Paul Starr, author of an important comparative study of how mass media developed in the U.S. and in Europe, has weighed in on two much-discussed issues: the seemingly inevitable decline of the print newspaper and how that decline may weaken democratic institutions.

It’s a long article, but worth an investment of time. Among Starr’s salient points:

1. With the rise of the internet, advertisers need no longer piggyback on the news to reach consumers, and consumers have other ways to find out about products and sales. Newspapers, in turn, are less able to use classified advertisements and other profit centers to subsidize expensive foreign and other news coverage, investigate official malfeasance and produce public-service journalism.

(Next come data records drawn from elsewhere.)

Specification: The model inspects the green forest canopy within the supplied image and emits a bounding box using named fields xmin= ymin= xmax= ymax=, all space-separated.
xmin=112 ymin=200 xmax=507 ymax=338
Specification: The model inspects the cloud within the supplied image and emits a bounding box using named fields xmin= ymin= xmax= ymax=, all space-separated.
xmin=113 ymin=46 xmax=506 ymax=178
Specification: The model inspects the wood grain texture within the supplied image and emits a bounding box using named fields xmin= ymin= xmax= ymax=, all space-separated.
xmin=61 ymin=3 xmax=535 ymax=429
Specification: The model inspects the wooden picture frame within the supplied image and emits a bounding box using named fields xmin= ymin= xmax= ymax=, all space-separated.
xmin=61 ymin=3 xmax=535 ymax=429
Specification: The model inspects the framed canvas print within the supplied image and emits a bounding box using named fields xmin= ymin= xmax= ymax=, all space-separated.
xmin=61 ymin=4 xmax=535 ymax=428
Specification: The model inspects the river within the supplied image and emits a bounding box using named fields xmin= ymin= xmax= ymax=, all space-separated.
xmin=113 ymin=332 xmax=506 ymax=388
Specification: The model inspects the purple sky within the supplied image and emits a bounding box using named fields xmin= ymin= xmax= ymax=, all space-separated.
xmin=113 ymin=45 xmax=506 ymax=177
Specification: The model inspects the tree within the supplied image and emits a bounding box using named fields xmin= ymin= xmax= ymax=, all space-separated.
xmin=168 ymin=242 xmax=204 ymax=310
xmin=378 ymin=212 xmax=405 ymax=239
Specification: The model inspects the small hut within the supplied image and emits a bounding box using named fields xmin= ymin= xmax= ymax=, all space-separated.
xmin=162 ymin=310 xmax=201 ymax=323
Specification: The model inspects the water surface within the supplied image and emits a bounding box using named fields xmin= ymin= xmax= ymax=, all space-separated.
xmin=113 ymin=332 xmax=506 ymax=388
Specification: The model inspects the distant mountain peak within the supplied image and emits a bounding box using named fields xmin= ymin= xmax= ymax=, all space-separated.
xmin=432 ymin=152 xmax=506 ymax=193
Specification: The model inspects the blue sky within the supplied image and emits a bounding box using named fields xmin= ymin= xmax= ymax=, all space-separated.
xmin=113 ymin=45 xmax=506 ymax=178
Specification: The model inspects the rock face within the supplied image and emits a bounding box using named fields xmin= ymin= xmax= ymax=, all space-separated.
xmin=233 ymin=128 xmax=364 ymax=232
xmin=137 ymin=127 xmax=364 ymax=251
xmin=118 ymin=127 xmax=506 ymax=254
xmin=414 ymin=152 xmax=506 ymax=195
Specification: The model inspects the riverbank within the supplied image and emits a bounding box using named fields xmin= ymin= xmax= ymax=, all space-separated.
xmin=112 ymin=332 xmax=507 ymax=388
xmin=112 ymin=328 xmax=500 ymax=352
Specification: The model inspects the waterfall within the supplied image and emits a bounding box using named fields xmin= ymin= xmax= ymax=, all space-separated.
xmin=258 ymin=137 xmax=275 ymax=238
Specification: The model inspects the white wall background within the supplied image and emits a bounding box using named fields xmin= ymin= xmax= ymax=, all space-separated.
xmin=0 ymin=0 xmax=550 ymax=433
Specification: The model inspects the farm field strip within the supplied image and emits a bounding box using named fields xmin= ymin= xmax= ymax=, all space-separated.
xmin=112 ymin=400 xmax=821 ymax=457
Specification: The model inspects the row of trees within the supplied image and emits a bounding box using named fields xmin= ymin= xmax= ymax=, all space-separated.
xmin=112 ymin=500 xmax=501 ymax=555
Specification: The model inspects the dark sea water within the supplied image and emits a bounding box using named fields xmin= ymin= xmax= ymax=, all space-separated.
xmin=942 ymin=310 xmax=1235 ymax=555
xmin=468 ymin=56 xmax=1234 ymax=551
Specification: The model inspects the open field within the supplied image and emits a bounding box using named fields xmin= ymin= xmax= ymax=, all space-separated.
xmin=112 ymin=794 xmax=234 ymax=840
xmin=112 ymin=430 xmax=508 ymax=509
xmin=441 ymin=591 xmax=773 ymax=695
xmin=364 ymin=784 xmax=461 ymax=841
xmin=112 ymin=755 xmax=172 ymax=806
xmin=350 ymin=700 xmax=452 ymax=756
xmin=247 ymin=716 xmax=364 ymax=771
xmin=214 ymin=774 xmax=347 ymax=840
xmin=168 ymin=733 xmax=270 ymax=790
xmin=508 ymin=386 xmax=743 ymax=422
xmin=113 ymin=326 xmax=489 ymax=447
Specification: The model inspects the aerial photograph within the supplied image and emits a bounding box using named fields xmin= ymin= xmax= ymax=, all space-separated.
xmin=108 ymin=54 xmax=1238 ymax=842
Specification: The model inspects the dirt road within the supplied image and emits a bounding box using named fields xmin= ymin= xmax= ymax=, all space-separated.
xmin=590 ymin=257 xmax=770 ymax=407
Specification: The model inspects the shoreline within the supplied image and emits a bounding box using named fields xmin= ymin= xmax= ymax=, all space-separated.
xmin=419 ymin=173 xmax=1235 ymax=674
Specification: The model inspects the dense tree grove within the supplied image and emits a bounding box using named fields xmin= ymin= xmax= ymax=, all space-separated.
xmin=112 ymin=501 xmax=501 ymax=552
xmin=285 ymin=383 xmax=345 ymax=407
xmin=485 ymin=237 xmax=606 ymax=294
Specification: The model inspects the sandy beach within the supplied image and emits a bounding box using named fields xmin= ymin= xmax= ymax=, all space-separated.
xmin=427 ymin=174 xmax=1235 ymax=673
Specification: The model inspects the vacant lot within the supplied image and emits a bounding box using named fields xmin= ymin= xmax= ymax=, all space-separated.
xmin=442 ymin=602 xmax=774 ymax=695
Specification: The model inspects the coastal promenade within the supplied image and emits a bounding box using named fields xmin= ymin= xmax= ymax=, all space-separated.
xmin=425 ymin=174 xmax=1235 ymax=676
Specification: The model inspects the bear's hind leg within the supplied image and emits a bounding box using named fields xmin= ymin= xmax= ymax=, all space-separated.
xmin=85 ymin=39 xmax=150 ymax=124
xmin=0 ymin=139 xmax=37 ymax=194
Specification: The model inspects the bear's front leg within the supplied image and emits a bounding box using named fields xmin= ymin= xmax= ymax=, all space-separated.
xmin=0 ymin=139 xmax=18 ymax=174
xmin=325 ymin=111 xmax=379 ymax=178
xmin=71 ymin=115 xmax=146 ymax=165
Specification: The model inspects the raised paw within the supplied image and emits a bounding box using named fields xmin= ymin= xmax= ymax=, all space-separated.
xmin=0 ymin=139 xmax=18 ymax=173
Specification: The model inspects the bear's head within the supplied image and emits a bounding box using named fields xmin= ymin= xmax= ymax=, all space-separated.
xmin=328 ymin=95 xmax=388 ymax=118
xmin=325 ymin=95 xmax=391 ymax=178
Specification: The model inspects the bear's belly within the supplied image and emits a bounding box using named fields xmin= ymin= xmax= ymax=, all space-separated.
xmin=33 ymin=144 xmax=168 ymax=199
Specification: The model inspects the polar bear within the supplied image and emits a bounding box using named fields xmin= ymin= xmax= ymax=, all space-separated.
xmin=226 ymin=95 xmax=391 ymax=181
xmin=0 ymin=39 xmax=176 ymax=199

2. The internet enables a far richer constellation of voices but also fragments the audience. Where readers of diverse interests and political beliefs once read the same newspaper (in recent decades, the U.S. newspaper market has approximated a number of local or regional near-monopolies) the internet allows readers more easily to sample only those materials that address directly their interests: Politico for politics junkies; PerezHilton for celebrity gossip fans. What are the consequences for democracy if some citizens grow more deeply informed about world affairs but others, greater in number, focus their attention on, say, Lindsay Lohan?

3. Similarly, a more specialized media easily can become a more partisan one as readers follow only those sources they personally sympathize or agree with. Will readers who consume media that affirm rather than challenge their beliefs make the many compromises that democracy requires?

Starr quotes the great 20th century American political commentator Walter Lippmann, who called the daily paper “the bible of democracy,” and he fears the newspaper’s demise (“the metropolitan daily may be a peculiar historical invention whose time is passing”) will shake democratic institutions. A 2003 study, he notes, established a strong association between low newspaper circulation and high political corruption. Perhaps, Starr concludes, philanthropic institutions might step up to subsidize the daily rag.

Others disagree. Jack Shafer lays out some of the contrary arguments. What do you think? Does the ready availability of online news, blogs, and the like fill the gap? Is Starr too fearful? Or possibly we are in a time of transition, and new models of information distribution have not yet emerged?